Consider the set:
$$A = \bigg \{ \frac{n}{1 - n^2} \hspace{.1cm} | \hspace{.1cm} n \in \mathbb{N}, n \ge 2 \bigg \}$$
I have to show that the supremum of this set is $0$, using the analysis introductory tools only (so I can't use limits, and things like that). This is what I tried.
We know
$$\frac{n}{1 - n^ 2} \le 0, \hspace{0.1cm} \forall n \in \mathbb{N}, \hspace{0.1cm} n \ge 2$$
$$=> 0 \in ub(A) => A \hspace{0.1cm} \text{bounded above (1)}$$
where $ub(A)$ is the set of upper bounds of $A$. Because we have condition $(1)$ and we know that $A \ne \emptyset$, we can conclude by the Supremum Property that
$$\exists \hspace{0.1cm} sup(A) \in \mathbb{R}, \hspace{0.1cm} sup(A) \le 0$$
where I got the condition that $sup(A) \le 0$ from the fact that $0$ is an upper bound.
So we now know that $sup(A) \le 0$. I want to show that it is equal to $0$.

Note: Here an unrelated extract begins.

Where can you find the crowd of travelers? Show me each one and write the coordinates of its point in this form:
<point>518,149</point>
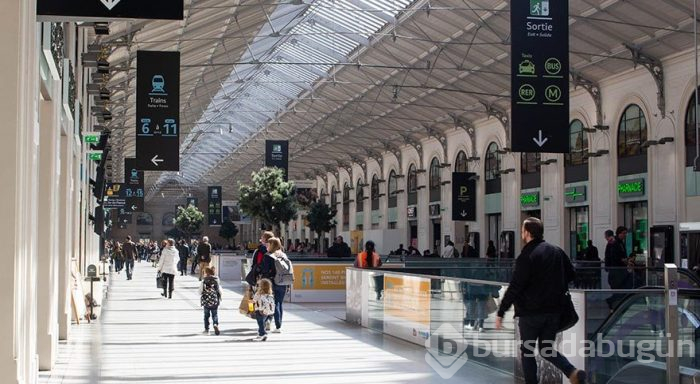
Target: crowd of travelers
<point>538,287</point>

So let's suppose that $sup(A) \lt 0, \hspace{0.1cm} sup(A) \in \mathbb{R}$
Since the supremum is an upper bound (the smallest upper bound), we know
$$sup(A) \ge \frac{n}{1 - n^2}, \hspace{0.1cm} \forall n\in \mathbb{N}, \hspace{0.1cm} n \ge 2$$
Through a simple calculation, we can also show
$$\frac{n}{1 - n^2} \gt - \frac{1}{n^2}, \hspace{0.1cm} \forall n \in \mathbb{N}, n \ge 2$$
Take $\varepsilon = \sqrt{- \frac{sup(A)}{2}}$
We can do this, since we supposed $sup(A) \lt 0$, so then $- \frac{sup(A)}{2} \gt 0$
$$\text{By the Archimedian Property => $\exists \hspace{0.1cm} n\in \mathbb{N}$ s.t. $n \gt \frac{1}{\varepsilon}$}$$
$$=> \exists \hspace{0.1cm} n \in \mathbb{N} \hspace{0.1cm} \text{s.t.} \hspace{0.1cm} n > \sqrt{\frac{-2}{sup(A)}}$$
Both sides are positive, so we can square the expression without a sign change.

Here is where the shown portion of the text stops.